Determination of magnetic motor evoked potential latency time cutoff values for detection of spinal cord dysfunction in horses

BACKGROUND: Transcranial magnetic stimulation (TMS) and recording of magnetic motor evoked potentials (MMEP) can detect neurological dysfunction in horses but cutoff values based on confirmed spinal cord dysfunction are lacking. OBJECTIVES: To determine latency time cutoff for neurological dysfunction. ANIMALS: Five control horses and 17 horses with proprioceptive ataxia. METHODS: Case‐control study with receiver operating characteristic curve analysis, based on diagnostic imaging, TMS, and histopathological findings. Horses were included if all 3 examinations were performed. RESULTS: Diagnostic imaging and histopathology did not show abnormalities in the control group but confirmed spinal cord compression in 14 of 17 ataxic horses. In the remaining 3 horses, histopathological lesions were mild to severe, but diagnostic imaging did not confirm spinal cord compression.
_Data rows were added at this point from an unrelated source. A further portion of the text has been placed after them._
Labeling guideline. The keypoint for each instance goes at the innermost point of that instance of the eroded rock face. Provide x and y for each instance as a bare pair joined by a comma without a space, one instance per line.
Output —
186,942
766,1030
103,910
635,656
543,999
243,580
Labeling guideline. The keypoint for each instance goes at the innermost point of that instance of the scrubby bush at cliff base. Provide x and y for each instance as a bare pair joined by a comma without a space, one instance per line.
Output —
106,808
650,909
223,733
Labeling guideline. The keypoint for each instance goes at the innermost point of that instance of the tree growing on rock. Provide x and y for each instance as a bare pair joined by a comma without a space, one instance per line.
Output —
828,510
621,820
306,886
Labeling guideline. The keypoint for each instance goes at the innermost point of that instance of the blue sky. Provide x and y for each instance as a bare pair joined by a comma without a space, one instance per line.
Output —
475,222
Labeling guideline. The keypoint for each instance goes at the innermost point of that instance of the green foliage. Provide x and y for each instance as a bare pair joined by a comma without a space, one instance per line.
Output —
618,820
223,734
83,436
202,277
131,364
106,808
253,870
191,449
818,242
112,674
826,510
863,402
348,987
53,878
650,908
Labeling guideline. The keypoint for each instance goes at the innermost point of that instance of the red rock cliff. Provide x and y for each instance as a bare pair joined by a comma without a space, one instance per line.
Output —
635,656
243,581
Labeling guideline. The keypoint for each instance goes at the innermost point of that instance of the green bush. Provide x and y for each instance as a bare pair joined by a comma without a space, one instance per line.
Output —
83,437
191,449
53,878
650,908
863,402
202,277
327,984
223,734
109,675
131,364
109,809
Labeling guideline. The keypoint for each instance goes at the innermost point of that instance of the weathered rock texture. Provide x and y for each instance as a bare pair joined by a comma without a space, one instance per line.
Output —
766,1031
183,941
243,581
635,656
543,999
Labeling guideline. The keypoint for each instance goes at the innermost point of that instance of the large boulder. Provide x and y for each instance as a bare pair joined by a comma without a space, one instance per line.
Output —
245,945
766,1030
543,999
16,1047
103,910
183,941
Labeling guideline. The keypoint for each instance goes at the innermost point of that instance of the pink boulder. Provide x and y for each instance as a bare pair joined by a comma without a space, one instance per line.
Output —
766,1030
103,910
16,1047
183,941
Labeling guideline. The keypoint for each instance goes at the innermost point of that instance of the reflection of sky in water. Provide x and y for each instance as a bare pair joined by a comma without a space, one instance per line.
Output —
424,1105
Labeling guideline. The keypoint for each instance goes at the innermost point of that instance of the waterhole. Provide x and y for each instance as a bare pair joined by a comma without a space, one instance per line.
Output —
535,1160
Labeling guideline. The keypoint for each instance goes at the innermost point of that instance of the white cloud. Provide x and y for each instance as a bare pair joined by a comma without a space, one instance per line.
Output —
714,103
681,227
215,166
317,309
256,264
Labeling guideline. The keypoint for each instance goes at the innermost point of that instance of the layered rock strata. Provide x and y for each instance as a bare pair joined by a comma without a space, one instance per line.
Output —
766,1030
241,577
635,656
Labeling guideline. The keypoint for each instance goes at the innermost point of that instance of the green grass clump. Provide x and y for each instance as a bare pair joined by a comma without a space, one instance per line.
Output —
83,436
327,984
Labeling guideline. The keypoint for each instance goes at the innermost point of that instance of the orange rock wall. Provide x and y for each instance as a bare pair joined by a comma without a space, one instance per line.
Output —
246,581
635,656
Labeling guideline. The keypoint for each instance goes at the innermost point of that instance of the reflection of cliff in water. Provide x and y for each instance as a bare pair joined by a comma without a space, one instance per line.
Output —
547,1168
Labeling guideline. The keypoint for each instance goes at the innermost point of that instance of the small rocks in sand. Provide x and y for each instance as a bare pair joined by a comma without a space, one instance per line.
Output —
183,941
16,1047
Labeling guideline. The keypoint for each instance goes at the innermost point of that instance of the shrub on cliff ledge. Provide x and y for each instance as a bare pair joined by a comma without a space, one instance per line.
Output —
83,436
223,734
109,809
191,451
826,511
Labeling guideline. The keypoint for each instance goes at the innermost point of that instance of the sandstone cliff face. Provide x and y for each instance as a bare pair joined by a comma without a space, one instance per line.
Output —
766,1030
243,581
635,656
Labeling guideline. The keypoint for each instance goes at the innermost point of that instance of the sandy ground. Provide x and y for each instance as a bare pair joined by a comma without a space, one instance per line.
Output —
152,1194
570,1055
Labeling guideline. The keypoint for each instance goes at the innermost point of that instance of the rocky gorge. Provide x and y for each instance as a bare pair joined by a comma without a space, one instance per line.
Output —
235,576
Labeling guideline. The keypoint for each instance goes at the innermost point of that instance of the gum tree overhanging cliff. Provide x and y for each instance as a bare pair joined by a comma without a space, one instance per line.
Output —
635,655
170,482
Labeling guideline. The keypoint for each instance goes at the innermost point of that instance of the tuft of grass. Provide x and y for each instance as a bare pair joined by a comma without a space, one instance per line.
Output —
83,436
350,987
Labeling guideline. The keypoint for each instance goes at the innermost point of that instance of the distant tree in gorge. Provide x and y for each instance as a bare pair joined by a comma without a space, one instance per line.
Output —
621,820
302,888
In control horses, latency time values of thoracic and pelvic limbs were significantly lower than in ataxic horses (20 ± 1 vs 34 ± 16 milliseconds, P = .05; and 39 ± 1 vs 78 ± 26 milliseconds, P = .004). Optimal cutoff values to detect spinal cord dysfunction were 22 milliseconds (sensitivity [95% CI interval], 88% [73%‐100%]; specificity, 100% [100%‐100%]) in thoracic and 40 milliseconds (sensitivity, 94% [83%‐100%]; specificity, 100% [100%‐100%]) in pelvic limbs. To detect spinal cord dysfunction caused by compression, the optimal cutoff for thoracic limbs remained 22 milliseconds, while it increased to 43 milliseconds in pelvic limbs (sensitivity, 100% [100%‐100%]; specificity, 100% [100%‐100%] for thoracic and pelvic limbs). CONCLUSIONS AND CLINICAL IMPORTANCE: Magnetic motor evoked potential analysis using these cutoff values is a promising diagnostic tool for spinal cord dysfunction diagnosis in horses.